2 Élargissement du cadre en TIL
Un des exemples les plus spectaculaires illustrant qu’on peut faire des choses utiles est le moteur de
recherche de Google. Ce programme est capable de nous fournir presque instantanément une longue
liste de candidats, contenant souvent la réponse à notre requête. Ce qui est frappant c’est que le
programme possède peu de connaissances linguistiques, qu’il est très rapide, et qu’il nous rend souvent
d’énormes services. C’est clairement un programme TIL. En même temps, ce programme pose un
certain nombre de problèmes : il ramène trop d’informations, les bribes d'informations ne sont pas
forcément pertinentes ou dans le bon ordre; il faut admettre que l'usager ne fournit pas beaucoup
d'indices sur l'ordre des réponses souhaitées. N’ayant pas une trace des buts censés être atteints, on n'a
qu'une liste plate d'URLs visités, il y a un réel danger réel d’oublier ce qu’on cherchait initialement. On
part dans une mauvaise direction et au lieu de s’approcher du but, on s’en éloigne sans s’en rendre
compte.
Conçu dans une optique TIL, WordNet (WN) a connu davantage de succès auprès des linguistes
informaticiens (monde TAL) qu’auprès du grand public (utilisateurs de dictionnaires) et des
psychologues. On notera d’ailleurs que les deux mondes s’ignorent. Les psychologues ne citent pour
ainsi dire jamais WN (Altmann, 1997), et la communauté WN fait l’impasse sur les travaux des
psychologues travaillant sur le dictionnaire mental (Miller, 1990). D’autre part, si WN était davantage
développé dans une optique TIL les points suivants seraient davantage problématisés : l’organisation
du dictionnaire (structure des différentes catégories lexicales) et la partie “sens”, ou les éléments de
sens des mots. En absence de définition systématique, on constate qu’une recherche sur Google donne
parfois des meilleurs résultats qu’une recherche dans WN. C’est notamment le cas lorsque la définition
est absente dans la base de WN.
Le TIL correspond à un besoin réel, car, si les gens ont pratiquement toujours quelques connaissances
par rapport au problème à résoudre, il leur manque souvent quelque chose, pour y parvenir. Il faut donc
leur fournir l(es) élément(s) manquant(s). Autrement dit, il faut créer des ponts liant les connaissances
actuelles d’un utilisateur au but recherché. Le TIL présente donc à la fois un défi et une occasion. C’est
un défi, car il exige la prise en compte du facteur humain, aspect trop souvent ignoré en TAL puisque
non directement pertinent. Or c’est aussi une belle occasion de réaliser des choses fort utiles, car,
contrairement à la machine, on peut s’appuyer sur les connaissances et l’intelligence de l’être humain.
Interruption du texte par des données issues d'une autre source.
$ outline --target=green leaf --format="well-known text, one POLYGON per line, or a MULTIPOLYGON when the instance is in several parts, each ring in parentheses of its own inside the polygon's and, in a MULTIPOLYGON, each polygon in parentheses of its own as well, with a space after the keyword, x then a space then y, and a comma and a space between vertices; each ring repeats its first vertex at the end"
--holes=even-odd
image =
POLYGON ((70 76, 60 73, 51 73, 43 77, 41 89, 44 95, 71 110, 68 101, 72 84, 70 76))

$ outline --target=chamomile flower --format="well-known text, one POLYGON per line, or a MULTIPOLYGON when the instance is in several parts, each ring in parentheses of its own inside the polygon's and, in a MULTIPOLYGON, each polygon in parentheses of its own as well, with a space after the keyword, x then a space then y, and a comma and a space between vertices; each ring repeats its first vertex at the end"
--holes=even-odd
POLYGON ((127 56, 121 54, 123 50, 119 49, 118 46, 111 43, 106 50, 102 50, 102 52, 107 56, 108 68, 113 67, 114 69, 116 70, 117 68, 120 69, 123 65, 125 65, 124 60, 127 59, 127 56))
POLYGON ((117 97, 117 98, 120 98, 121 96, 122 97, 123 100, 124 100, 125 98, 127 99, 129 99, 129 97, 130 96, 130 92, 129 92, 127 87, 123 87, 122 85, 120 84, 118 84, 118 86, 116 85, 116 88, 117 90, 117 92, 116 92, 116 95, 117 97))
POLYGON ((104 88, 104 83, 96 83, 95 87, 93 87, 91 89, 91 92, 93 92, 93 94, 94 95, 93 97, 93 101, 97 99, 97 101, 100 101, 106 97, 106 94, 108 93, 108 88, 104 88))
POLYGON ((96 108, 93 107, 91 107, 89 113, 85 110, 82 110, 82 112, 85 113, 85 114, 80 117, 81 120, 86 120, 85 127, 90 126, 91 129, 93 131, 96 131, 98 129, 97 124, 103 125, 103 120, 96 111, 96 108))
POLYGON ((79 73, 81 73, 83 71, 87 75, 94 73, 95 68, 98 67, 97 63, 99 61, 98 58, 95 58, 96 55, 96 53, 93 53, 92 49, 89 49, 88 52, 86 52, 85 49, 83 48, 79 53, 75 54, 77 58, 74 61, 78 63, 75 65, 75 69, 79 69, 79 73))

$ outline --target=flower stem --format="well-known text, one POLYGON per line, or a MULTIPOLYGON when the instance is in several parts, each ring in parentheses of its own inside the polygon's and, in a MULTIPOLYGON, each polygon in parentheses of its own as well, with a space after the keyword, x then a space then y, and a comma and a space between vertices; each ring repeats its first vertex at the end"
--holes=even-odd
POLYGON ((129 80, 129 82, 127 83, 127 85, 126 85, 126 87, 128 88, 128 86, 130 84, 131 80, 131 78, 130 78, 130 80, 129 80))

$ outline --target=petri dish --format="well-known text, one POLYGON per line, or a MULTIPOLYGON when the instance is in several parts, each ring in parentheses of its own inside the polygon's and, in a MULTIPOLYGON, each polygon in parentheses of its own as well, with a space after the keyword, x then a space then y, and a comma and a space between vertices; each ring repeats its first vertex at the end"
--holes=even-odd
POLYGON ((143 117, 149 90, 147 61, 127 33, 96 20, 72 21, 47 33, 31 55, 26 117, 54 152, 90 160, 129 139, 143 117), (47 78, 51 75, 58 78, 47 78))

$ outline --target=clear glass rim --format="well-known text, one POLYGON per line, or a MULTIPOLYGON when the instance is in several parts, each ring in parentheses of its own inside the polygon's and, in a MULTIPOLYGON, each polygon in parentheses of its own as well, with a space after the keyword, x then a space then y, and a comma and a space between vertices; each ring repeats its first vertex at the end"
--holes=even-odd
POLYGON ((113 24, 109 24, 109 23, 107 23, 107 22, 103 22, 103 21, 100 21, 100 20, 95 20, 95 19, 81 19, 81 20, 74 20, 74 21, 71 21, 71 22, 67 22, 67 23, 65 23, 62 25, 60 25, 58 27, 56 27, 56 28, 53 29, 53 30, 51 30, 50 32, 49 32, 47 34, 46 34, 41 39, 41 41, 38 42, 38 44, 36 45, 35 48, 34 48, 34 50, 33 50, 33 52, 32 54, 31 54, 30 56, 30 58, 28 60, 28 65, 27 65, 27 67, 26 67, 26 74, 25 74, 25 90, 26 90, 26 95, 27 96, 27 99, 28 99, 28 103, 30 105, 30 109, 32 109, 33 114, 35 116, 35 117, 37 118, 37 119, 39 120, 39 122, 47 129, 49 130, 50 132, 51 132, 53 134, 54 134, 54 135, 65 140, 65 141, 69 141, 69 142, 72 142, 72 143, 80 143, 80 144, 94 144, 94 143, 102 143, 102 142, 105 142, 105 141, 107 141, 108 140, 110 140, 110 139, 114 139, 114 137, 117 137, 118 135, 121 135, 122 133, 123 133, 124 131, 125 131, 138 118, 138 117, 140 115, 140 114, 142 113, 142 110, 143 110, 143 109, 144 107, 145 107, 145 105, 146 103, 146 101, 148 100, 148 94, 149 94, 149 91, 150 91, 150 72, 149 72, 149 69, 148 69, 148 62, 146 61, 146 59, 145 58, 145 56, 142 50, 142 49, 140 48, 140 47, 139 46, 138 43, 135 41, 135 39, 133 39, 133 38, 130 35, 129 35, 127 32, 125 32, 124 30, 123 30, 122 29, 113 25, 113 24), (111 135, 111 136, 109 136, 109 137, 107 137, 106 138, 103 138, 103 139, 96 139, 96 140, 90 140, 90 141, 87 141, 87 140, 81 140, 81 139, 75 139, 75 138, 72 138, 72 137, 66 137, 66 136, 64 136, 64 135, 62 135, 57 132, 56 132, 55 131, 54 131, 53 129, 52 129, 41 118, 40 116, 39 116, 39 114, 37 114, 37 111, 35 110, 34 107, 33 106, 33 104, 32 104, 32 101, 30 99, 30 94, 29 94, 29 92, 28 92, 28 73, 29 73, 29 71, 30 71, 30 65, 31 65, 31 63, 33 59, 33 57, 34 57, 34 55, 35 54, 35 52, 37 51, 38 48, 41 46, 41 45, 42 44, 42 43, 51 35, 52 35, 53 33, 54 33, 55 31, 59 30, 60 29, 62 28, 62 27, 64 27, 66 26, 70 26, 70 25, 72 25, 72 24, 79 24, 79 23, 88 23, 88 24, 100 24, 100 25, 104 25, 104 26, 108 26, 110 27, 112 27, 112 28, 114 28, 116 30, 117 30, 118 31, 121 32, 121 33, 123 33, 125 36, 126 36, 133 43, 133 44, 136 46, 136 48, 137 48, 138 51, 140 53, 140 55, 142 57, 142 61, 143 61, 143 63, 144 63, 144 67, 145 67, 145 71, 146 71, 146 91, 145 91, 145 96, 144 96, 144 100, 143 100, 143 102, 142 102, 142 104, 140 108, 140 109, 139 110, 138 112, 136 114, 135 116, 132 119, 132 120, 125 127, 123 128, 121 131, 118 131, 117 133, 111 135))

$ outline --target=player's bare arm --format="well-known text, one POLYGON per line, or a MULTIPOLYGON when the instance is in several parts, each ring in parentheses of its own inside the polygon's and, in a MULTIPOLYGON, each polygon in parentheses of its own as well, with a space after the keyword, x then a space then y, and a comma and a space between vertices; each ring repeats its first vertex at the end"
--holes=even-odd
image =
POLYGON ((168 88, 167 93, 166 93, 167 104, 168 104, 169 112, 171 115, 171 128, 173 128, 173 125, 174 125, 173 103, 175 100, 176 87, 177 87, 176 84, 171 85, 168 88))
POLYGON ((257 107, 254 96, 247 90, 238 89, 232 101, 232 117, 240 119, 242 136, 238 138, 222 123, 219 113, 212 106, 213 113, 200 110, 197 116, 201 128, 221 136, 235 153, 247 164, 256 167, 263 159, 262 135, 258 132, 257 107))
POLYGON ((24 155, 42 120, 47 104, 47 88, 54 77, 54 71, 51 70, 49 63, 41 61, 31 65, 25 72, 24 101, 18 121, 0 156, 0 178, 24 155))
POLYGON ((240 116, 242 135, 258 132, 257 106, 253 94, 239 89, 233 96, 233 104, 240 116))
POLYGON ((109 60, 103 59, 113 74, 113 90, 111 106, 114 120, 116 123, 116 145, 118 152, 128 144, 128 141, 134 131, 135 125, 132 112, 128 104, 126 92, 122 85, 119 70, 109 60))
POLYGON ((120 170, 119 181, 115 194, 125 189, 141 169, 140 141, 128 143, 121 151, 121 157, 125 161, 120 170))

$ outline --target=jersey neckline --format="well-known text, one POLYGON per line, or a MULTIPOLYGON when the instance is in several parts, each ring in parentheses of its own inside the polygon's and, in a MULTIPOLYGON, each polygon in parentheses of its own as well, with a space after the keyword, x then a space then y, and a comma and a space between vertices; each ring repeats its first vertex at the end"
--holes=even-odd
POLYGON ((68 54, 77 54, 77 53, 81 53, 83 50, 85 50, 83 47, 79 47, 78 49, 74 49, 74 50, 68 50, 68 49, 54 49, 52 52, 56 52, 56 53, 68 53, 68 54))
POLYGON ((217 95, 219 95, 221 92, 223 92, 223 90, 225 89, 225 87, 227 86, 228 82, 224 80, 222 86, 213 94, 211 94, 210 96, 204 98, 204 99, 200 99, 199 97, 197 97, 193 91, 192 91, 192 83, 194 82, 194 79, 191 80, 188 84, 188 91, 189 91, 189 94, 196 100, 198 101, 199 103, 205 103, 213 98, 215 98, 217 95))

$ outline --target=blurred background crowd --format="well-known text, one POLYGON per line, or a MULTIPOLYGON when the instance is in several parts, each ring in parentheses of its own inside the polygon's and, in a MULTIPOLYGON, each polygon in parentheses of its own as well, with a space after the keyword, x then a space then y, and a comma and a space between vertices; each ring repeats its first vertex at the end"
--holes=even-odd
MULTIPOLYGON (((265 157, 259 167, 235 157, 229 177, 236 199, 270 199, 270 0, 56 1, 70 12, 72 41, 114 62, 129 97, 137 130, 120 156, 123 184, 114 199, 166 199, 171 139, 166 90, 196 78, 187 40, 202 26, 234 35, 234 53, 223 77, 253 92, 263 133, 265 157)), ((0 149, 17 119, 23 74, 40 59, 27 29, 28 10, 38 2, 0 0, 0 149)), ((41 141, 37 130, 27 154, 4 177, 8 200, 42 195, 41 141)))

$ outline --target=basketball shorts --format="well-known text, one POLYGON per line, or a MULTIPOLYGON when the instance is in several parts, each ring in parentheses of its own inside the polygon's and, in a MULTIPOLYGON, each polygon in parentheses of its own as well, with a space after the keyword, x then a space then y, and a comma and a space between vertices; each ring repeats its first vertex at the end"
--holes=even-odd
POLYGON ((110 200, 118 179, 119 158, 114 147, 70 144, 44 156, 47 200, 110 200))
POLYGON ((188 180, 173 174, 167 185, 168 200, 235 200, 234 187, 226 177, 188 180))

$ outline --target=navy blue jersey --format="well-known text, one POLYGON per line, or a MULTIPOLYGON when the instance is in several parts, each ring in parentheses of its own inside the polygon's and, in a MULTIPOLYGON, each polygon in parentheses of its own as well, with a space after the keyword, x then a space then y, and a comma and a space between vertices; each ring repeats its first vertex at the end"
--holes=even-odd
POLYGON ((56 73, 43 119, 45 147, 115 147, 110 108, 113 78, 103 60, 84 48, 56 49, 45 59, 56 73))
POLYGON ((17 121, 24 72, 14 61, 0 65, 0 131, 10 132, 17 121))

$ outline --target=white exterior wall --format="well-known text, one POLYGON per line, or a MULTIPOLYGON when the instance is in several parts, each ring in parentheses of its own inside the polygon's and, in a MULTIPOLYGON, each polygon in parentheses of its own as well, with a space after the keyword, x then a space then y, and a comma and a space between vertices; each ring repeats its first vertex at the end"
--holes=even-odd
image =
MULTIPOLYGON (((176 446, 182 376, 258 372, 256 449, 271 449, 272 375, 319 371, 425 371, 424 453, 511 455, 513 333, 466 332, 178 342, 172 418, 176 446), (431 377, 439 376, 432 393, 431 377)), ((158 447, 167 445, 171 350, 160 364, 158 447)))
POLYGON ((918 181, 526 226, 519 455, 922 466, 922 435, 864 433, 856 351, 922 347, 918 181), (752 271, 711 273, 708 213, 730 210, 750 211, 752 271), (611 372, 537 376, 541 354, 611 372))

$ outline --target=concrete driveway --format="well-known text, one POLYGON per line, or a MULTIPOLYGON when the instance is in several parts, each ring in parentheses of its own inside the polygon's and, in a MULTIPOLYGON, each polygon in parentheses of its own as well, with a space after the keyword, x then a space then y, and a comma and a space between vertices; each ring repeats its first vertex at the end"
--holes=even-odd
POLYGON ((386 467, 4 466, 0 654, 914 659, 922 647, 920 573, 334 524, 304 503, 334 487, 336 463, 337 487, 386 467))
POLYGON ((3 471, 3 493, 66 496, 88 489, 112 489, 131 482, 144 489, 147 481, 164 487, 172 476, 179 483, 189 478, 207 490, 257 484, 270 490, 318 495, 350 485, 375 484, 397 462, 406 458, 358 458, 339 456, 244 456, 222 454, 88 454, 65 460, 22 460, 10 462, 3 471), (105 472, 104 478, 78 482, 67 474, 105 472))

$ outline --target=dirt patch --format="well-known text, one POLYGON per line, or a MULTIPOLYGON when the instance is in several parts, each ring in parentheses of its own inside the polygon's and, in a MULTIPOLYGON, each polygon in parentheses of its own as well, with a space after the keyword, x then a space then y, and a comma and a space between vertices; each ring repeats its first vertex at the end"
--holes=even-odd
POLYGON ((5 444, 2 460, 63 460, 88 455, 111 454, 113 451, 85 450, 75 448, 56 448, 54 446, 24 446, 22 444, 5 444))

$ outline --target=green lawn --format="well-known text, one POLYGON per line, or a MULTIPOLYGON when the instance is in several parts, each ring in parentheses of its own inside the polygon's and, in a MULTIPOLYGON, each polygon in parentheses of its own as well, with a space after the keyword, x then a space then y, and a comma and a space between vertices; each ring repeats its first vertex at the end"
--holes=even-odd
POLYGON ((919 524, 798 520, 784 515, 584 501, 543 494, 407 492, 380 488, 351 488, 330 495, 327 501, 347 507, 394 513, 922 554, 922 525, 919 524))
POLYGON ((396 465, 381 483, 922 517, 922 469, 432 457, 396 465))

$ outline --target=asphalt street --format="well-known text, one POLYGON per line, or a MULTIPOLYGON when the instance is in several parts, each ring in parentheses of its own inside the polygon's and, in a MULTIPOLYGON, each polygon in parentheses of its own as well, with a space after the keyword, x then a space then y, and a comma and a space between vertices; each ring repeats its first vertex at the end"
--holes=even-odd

Le coût pour relever ce défi est donc raisonnable.
3 État des lieux
Si les débuts du TAL ont été marqués par la tentative de construire des systèmes complets (Sabah,
1989 et 1990), on a changé d’approche depuis (Jurafsky, D. and J. H. Martin, 2008 ; Manning et
Schuetze, 1999), en favorisant la construction de composants de ressources (outils, bases de données).
En effet, il y a de nombreux sites contenant des outils (programmes) ou des données (corpus,
dictionnaire).
MICHAEL ZOCK, GUY LAPALME
Beaucoup de choses ont été réalisées et souvent de bonne facture. On peut donc se demander ce qu’il
nous faut de plus. Bien sûr, il y a des problèmes qualitatifs et quantitatifs (couverture, adéquation et
pertinence du corpus), des problèmes d'intégration et de combinaison.
Mais nous aimerions insister sur les aspects suivants :
• si les outils existants sont bien adaptés au TAL, ils ne le sont pas toujours au TIL ;2
• on peut faire des choses fort utiles avec des moyens relativement simples;
• on doit être plus sensible aux besoins des gens et les intégrer dès le début dans le cycle du
développement.
4 Quelques exemples de TIL
Une langue peut s'apprendre suite à un effort délibéré. On étudie la langue et on fait des exercices
(apprentissage volontaire). Ceci dit, on peut aussi l'apprendre de manière involontaire (apprentissage
incident). C’est un effet de bord qui se produit pour peu qu’on se livre à des activités comme, la
lecture, l’écriture, les jeux, etc. On apprend en parlant et en écrivant tout en commettant des fautes dont
la majorité sont d’ailleurs souvent sans conséquence sur la compréhension du message. Les enfants
étant joueurs de nature ont moins de scrupules à cet égard que les adultes, ils apprennent généralement
les langues plus facilement. Or la possibilité d'interaction et la patience infinie d'un ordinateur peuvent
être des atouts précieux pour l'apprentissage des langues malgré le fait qu'il ne soit pas un très bon
interlocuteur à cause de sa compréhension limitée.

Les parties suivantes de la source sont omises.